Instruments in the Redeemer’s Hands: How to Help Others Change by Paul David Tripp is a twelve–lesson guide to being used by Christ to help others. The study guide walks participants through a biblical model of personal ministry (Love, Know, Speak, Do). Participants are encouraged that even though they are in need of change themselves, the Spirit can and will use them as instruments of change in the lives of others. The goal of this curriculum is that people would learn to give and receive biblical help that doesn’t only change and help them, but also changes the culture of their church and surrounding community.
The study and facilitator guide have been used all over the world to help participants become God’s instruments of comfort, encouragement, conviction, and change in the lives of those around them. Participants and leaders will also benefit from the extra material and reinforcement of concepts contained in the book, Instruments in the Redeemer’s Hands: People in Need of Change Helping People in Need of Change, also authored by Paul David Tripp.
Who Is This Product for?
The Instruments in the Redeemer’s Hands course is designed to be used in churches, small groups, ministries, and individual discipling to help participants examine the underlying issues that make change difficult and to understand how to go to Christ for the change they desire. It is suitable for laypeople and ministry and counseling professionals.
How to Use this Product:
Each lesson is formatted to last 90 minutes and contains the following sections:
- Homework Discussion. Each lesson begins with a discussion of the Make It Real homework assignment from the previous lesson. As participants share the ways they are being changed by the material, they experience change as a ‘community project’.
- Review. The review at the beginning of each lesson reinforces the connections in the truths that have been presented and shows how the new lesson fits into the curriculum as a whole.
- CPR. Each lesson has three points of focus and application. C stands for the central point that the participants need to understand and master. P stands for the way the central point of the lesson applies to the participant’s personal life. R stands for the way these concepts set the agenda for the participant’s relationships and ministry.
- Small Groups. If you have a group larger than twelve, create small groups. These groups will remain together for the duration of the curriculum and will be the primary groups in which discussion and personal sharing take place. Ideal groups for this program are between eight and ten people. Ask someone within each group to serve as a facilitator, whose role is to encourage participants to share, to keep the group on task, and to watch the time.
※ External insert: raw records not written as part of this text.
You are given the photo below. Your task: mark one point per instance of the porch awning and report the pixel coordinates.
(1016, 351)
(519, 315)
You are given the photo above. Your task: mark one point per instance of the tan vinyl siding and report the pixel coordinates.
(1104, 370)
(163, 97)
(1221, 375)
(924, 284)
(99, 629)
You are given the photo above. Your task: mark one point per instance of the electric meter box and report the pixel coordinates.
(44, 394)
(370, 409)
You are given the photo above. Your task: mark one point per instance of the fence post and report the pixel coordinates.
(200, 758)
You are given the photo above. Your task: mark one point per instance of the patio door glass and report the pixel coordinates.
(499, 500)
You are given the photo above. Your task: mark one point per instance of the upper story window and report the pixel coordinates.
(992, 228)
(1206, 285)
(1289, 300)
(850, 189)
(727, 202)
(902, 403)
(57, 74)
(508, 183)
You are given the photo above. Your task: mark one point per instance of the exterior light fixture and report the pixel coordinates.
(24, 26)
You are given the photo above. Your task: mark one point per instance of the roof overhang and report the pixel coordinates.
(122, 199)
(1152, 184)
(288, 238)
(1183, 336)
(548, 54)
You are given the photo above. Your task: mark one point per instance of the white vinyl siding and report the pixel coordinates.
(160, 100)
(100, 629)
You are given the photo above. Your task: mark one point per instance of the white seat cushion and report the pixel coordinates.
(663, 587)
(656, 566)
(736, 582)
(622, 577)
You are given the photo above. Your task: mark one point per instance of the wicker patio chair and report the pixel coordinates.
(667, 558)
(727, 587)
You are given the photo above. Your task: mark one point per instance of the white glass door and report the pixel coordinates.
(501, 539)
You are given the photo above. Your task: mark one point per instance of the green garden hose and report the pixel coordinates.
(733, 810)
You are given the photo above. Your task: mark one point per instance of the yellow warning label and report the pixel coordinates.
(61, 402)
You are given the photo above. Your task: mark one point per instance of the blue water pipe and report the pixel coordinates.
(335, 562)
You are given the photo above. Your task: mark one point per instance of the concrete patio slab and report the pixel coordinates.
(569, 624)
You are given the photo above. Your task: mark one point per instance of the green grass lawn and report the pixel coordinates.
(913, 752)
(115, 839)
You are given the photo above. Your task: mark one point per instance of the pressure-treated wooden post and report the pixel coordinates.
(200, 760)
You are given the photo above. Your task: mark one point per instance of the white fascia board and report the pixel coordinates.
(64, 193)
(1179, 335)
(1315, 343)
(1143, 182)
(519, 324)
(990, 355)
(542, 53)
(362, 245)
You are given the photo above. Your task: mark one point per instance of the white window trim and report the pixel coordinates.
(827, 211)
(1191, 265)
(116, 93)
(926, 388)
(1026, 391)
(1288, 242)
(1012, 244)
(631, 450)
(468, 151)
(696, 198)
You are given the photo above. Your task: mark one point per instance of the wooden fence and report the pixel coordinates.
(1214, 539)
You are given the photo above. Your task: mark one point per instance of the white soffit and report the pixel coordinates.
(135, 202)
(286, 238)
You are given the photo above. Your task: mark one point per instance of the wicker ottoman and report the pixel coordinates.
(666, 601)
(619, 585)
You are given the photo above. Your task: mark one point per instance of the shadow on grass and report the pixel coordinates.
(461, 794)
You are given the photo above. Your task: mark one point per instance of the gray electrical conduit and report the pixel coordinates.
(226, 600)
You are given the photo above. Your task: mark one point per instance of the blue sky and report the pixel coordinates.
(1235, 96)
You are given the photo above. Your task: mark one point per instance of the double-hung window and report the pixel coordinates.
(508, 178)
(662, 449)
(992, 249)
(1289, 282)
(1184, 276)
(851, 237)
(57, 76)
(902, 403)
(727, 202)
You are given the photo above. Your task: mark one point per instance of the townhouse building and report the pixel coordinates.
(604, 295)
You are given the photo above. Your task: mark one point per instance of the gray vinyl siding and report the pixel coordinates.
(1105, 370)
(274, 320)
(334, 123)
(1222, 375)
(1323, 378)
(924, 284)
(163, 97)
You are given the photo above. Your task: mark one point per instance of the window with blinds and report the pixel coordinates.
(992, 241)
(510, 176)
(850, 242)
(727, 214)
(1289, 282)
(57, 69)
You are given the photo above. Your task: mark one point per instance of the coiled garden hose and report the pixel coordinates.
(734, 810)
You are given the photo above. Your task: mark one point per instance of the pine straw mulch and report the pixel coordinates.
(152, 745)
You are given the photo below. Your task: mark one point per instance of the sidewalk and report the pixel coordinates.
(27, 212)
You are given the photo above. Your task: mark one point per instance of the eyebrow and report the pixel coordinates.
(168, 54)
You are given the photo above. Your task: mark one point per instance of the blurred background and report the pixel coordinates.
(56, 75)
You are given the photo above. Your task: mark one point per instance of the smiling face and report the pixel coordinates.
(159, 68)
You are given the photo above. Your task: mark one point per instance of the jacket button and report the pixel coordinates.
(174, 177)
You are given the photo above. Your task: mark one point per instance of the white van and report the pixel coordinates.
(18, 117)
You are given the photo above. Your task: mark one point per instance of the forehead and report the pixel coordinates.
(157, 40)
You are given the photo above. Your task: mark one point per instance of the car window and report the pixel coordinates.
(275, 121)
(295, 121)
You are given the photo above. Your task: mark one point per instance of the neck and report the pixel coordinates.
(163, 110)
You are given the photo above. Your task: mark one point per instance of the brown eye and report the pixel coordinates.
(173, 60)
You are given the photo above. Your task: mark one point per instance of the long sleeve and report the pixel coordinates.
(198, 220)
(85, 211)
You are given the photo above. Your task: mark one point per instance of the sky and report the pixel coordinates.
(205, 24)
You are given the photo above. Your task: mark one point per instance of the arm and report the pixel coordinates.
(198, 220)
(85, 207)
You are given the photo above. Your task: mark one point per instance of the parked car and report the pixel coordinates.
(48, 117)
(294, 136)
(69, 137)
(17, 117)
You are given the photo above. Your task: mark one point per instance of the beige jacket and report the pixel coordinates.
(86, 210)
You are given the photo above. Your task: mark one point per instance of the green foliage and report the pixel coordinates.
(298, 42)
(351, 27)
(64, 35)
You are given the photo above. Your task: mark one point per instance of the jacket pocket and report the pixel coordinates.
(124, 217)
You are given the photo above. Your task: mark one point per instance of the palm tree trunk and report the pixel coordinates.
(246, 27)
- Lesson Content. The main body of each lesson is built around key passages of Scripture. Encourage participants to take the time to read every passage mentioned in their study guide. Have extra Bibles available for those who may not have brought their own.
- Illustrations. From time to time the leader will be asked to supply an illustration to support or apply a concept from the lesson, although in many cases we have also supplied an illustration. Still, the most effective illustrations emerge from your own life.
- Group Discussion. A meaningful discussion requires preparation on your part. Establish in advance your goal for each discussion.
- The Big Question. Near the end of each lesson you will find ‘The Big Question’. This question is designed to help participants take the core teaching of the lesson and use it to examine themselves, their situations, and their Lord.
- Expanded CPR. At the end of each lesson, the single statement CPR from the beginning of the lesson is expanded to three statements under each category. Begin each lesson Review with a careful examination of the lesson’s CPR statement, helping your students to grapple with the theological, personal, and relational implications of what they have been studying. For example, when reviewing lesson 8, begin by reading together the CPR statements for lesson 8 found before the Make It Real section. As you give attention to the CPR statements at the beginning and end of each lesson, you are bracketing the lesson content with very direct, practical, and personal application.
- Make It Real (homework). At the end of every lesson, briefly scan the section and point to one or two questions that illustrate the value in completing the assignment. Most of the homework is Personal Ministry Opportunity. Participants will be asked to pick a ministry opportunity in their lives and use what they are learning to become an instrument of change in the life of another. The Make It Real assignments are intended to give participants an opportunity to be discipled by you and by the Lord, who gives each lesson hope.
The Instrument in the Redeemer’s Hands materials (book and curriculum) are the second of CCEF’s three core series about gospel–centered change. The first part of the series is the How People Change book, small group resource, and seminar (DVD) by Paul David Tripp and Timothy S. Lane. The third part of the series is the book Relationships: A Mess Worth Making and the small group resource Change and Your Relationships: A Mess Worth Making both by Lane and Tripp. Each course is designed to give pastors, counselors, and ministry leaders a biblical, Christ–centered, and user–friendly tool to equip laypeople to grow in grace.
The three courses together answer three fundamental questions: Why do people do the things they do? How does lasting change take place in a person? How can God use me in someone’s life to help them grow?
Although each of these series stand alone, it can be helpful to go through them in order – beginning with How People Change, then Instruments in the Redeemer’s Hands, and ending with Relationships: A Mess Worth Making.